L'histoire de Salle des profs suit principalement Clément (Jean-Luc Couchard), un directeur d'école dépassé, Jurdieu (Renaud Rutten), un prof faisant ce qu'il peut, Samia (Mélissa Diarra), une rebelle, Simon (Baptiste Lalieu), le "sympa" par excellence, et Vanille (Marie Kremer), une artiste barrée. Outre ce quintette, les épisodes feront défiler de nombreux acteurs et actrices aux profils bien différents : de Bernard Yerlès (s'auto parodiant dans un rôle de policier) à Léone François (en conseillère pédagogique), en passant par Stéphanie Van Vyve (en maman d'élève), Vincent Lecuyer (en stagiaire), Koen Van Impe (le "Flamand" de service), François Neycken (en réparateur de machines à café) ou Guy Lecluyse, (le ..."Français" de service). "On est ravi de ce casting", indique Wathour. "Et les acteurs récurrents connaissent autant - si pas plus - que nous leurs personnages ! Donc, ce qu'ils proposent est toujours juste."

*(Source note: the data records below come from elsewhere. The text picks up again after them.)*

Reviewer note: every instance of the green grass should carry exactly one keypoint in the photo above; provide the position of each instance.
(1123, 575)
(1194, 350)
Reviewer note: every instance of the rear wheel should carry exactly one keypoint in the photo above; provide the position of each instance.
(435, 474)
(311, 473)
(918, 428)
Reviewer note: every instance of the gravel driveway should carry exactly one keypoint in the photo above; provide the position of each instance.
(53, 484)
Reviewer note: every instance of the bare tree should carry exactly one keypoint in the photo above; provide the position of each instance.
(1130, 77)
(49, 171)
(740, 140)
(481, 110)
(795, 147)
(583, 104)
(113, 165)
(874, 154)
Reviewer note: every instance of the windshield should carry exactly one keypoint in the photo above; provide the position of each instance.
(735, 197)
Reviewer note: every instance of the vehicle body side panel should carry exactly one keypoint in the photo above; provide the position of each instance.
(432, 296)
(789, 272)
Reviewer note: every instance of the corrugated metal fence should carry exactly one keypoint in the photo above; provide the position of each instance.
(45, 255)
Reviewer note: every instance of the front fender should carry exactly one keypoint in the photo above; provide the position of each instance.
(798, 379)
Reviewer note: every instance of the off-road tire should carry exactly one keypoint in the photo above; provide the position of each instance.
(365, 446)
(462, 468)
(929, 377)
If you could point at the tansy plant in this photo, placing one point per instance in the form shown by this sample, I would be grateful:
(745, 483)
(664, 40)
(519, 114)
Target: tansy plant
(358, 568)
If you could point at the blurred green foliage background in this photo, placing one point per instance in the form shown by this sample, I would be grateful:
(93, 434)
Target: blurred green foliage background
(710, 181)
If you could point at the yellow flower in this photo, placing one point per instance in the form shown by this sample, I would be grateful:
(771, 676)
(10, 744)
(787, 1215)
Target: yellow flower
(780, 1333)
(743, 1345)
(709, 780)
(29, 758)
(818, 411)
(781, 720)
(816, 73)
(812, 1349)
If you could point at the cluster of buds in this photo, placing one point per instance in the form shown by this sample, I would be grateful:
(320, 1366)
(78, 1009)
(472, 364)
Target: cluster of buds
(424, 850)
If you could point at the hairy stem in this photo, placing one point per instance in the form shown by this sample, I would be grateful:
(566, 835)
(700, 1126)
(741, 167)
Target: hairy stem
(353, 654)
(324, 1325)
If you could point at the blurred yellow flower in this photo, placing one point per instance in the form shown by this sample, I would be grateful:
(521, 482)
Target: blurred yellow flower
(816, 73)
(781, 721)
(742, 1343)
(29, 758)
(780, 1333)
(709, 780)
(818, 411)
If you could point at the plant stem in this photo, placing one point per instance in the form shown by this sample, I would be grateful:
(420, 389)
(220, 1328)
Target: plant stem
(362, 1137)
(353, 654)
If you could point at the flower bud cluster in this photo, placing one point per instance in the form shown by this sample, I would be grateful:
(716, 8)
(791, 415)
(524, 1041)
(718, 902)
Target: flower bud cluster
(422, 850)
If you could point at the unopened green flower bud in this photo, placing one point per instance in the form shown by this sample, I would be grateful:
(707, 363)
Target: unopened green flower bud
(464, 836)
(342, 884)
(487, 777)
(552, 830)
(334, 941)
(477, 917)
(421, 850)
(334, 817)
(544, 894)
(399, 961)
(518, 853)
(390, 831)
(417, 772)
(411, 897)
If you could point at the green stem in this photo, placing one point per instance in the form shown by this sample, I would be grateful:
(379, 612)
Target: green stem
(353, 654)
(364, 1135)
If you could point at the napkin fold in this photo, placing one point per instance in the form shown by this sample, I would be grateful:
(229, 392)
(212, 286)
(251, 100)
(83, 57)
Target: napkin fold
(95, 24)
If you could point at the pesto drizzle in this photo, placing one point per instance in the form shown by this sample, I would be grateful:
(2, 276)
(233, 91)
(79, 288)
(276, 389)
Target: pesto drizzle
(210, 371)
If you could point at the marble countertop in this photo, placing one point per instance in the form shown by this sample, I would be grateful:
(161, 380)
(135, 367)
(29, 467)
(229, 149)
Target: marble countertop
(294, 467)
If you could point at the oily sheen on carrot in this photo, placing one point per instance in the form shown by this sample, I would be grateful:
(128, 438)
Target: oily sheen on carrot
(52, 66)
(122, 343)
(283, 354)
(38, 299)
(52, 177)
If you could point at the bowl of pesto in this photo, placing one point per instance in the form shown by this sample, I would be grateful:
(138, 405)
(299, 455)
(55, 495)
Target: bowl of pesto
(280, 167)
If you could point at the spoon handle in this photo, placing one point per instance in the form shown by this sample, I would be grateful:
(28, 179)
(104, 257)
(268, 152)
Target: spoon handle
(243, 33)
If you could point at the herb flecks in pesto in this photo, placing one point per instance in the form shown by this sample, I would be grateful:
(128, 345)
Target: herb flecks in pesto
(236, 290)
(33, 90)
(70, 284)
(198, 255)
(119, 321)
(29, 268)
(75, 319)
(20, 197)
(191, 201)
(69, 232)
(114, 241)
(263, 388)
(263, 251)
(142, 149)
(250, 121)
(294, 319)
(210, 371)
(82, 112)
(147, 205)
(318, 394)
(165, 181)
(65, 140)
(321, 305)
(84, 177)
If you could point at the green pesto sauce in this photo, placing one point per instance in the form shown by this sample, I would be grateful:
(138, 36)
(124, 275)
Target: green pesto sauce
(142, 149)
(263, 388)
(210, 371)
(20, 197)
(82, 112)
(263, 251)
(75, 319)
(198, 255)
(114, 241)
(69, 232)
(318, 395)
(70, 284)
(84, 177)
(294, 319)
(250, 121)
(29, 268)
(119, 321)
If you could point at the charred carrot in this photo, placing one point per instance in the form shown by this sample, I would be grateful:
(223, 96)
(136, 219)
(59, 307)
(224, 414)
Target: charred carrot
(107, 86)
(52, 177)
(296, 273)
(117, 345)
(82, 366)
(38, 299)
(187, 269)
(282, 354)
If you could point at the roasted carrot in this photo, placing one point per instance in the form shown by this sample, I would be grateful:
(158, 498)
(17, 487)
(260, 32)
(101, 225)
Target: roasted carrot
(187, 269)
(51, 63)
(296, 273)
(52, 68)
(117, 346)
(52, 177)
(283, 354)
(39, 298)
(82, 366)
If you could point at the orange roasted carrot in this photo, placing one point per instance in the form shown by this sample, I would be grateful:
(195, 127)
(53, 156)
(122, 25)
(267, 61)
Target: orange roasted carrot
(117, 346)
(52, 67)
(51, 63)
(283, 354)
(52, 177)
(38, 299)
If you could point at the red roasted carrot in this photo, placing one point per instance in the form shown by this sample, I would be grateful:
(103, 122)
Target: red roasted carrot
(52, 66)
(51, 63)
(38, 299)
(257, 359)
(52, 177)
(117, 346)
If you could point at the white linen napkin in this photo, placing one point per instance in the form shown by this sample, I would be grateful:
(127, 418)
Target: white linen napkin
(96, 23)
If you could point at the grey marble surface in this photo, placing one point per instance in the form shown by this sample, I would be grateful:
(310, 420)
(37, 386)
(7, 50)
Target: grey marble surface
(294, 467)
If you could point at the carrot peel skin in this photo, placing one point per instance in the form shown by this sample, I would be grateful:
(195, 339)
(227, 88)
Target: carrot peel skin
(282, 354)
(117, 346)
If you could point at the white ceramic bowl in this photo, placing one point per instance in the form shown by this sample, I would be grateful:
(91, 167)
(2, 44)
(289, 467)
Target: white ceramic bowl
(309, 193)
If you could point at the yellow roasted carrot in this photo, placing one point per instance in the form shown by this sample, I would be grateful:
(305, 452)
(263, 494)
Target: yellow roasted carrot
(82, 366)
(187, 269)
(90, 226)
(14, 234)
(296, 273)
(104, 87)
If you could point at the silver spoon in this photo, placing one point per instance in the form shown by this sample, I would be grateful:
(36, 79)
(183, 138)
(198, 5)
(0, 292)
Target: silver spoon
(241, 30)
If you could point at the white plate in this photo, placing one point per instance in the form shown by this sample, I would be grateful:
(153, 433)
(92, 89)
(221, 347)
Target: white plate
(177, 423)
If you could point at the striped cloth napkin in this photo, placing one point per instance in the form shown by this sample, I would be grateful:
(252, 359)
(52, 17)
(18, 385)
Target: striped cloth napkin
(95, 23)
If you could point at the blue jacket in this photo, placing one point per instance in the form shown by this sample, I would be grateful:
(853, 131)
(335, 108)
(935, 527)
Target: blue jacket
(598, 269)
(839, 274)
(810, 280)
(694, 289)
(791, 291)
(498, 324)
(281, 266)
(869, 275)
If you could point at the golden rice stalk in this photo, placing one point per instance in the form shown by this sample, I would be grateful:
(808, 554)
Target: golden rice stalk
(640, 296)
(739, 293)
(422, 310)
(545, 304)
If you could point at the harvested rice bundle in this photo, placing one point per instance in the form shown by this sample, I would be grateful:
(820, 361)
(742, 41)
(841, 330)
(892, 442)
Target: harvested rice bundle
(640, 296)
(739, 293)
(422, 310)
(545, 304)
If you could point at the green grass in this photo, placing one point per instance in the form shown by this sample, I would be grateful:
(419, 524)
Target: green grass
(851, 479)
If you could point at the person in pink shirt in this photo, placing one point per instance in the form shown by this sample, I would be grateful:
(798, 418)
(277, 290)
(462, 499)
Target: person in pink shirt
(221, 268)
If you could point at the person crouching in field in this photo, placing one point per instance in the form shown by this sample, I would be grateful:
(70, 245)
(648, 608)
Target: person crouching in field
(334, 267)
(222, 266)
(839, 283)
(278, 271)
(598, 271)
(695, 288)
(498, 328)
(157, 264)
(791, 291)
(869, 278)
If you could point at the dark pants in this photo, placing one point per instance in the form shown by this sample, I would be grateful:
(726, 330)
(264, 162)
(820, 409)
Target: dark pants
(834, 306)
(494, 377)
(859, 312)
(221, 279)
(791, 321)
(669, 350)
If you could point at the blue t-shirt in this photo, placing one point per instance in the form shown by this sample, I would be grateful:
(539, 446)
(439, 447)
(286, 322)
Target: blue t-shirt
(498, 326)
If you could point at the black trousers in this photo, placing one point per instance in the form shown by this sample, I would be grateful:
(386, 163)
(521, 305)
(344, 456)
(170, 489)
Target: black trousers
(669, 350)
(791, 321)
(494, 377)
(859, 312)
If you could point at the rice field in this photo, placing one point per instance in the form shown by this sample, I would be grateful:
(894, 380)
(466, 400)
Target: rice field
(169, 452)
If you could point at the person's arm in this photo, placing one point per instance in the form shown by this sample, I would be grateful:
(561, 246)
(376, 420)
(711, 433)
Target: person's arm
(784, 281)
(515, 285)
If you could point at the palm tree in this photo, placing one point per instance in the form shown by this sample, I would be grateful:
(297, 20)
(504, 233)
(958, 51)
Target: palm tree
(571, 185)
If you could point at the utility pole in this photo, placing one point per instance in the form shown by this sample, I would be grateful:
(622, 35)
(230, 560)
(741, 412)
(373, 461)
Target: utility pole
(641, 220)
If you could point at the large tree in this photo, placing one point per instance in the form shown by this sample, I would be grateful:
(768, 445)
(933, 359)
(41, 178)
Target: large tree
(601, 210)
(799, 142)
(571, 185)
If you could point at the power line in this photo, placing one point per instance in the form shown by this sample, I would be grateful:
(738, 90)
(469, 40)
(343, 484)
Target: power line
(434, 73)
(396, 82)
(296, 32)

L'hommage au métier d'enseignant.e

Mais derrière l'aspect burlesque assumé d'un projet qui se verra faire rouler une photocopieuse ou passer un... poney, les auteurs tiennent à rendre hommage à une corporation. Bourdon dit ainsi : "Je pense qu'on exprime des choses. Car avec un personnage de maman d'élève insupportable, qui pense que l'école doit s'adapter à elle et pas l'inverse, ou un autre abordant le pacte d'excellence, on fait quand même passer un message. On rit avec eux, mais jamais d'eux, pas mal étant en ce moment en souffrance. Ce sont des gens intelligents et sensibles. On met en valeur la fonction de prof." Quant à Wathour, lui-même enseignant donc : "Dans cette société, je sens un déchargement de pas mal de gens sur ce métier, accablé et pointé du doigt. Or, ce sont des êtres humains comme tout le monde. Mais bon, on envisage bien de rire ici, il n'y a pas d'épisodes émotifs". "Ah, si!", le rectifie alors Bourdon, "Il y a quand même un peu d'émotion. On voit qu'ils s'aiment...". "Oui", lui répond Wathour, "Mais rien de dramatique ni de moralisateur. Et on est très Belges aussi dans le ton, vu qu'on parle de commande de frites, de visite du Roi, etc. Il y a tout un décorum bien de chez nous."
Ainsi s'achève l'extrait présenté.